Misclassification: Workers in the Borderland

Autor: David Bensman
Rok vydání: 2014
Předmět:
Zdroj: SSRN Electronic Journal.
ISSN: 1556-5068
DOI: 10.2139/ssrn.2383396
Popis: Today, nearly one-third of Americans in the labor force are in non-standard employment. The rise of non-standard employment, beginning in the mid-1970s, has occurred at the same time as the precarity of work has increased, and the number of bad jobs has grown as well. Independent contracting is one of the most common types of nonstandard employment. Genuine independent contractors make up a small proportion of the American workforce. Misclassifying employees as independent contractors is increasingly common; one-third of firms pay their misclassified independent contractors with for-service contracts or pay them off the books.

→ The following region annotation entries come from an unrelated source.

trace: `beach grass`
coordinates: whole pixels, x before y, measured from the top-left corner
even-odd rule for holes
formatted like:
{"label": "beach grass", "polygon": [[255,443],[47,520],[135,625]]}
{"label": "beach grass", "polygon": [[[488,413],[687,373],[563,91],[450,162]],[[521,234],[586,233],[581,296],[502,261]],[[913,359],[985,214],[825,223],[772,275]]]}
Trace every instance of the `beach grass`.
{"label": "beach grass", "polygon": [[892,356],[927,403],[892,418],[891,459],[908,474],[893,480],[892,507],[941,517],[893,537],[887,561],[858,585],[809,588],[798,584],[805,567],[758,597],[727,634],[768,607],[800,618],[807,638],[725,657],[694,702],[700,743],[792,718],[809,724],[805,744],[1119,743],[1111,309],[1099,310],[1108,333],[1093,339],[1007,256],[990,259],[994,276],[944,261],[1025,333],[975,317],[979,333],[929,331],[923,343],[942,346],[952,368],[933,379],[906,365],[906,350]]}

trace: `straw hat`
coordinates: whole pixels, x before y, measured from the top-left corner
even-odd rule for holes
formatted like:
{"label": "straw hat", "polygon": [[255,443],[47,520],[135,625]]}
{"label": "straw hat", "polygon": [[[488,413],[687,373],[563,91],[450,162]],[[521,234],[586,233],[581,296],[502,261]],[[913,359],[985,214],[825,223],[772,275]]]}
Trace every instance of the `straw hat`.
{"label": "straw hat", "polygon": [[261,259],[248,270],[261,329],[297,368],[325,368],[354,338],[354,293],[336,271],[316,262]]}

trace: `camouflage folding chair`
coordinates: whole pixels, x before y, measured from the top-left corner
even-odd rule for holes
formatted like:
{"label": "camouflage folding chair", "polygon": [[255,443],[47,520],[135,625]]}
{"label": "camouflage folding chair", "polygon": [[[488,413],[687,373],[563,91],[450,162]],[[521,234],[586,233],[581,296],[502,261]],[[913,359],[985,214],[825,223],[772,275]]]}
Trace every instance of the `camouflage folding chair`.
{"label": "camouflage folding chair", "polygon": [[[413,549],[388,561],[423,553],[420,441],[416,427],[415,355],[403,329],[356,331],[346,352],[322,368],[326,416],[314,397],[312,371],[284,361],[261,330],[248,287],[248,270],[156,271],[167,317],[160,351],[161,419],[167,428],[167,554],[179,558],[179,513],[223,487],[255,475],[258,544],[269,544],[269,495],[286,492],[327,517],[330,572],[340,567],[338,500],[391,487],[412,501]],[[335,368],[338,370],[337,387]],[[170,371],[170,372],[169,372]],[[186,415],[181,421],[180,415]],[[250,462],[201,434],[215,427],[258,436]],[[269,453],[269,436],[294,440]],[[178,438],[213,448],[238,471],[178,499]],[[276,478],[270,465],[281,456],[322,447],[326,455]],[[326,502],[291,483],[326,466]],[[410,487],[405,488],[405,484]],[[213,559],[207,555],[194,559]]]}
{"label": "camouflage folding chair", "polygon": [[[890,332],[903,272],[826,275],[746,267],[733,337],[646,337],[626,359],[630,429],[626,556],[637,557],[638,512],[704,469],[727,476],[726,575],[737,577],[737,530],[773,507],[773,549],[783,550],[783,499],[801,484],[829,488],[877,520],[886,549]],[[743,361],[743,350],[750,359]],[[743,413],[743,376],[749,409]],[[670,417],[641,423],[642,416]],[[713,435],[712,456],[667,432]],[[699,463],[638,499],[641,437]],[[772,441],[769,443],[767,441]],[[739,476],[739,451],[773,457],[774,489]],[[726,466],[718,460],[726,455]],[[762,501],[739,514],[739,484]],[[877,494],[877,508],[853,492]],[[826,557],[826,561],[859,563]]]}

Misclassification is common in nearly every low-wage sector. In construction, nearly 40% of workers are misclassified. Port trucking and warehousing, key sectors in the logistics industry, are other industries where misclassification has become ubiquitous. Local, state and federal agencies have been trying to identify and prosecute misclassification for the past fifteen years, but the laws defining independent contracting vary significantly, and court rulings have been inconsistent. The result is that millions of Americans work in a grey zone where their rights are unenforceable, their pay is low, their benefits nonexistent, and their career prospects dim. Independent contracting has been increasing in other regions of the world, with misclassification prevalent as well, although efforts to regulate employment standards vary from country to country.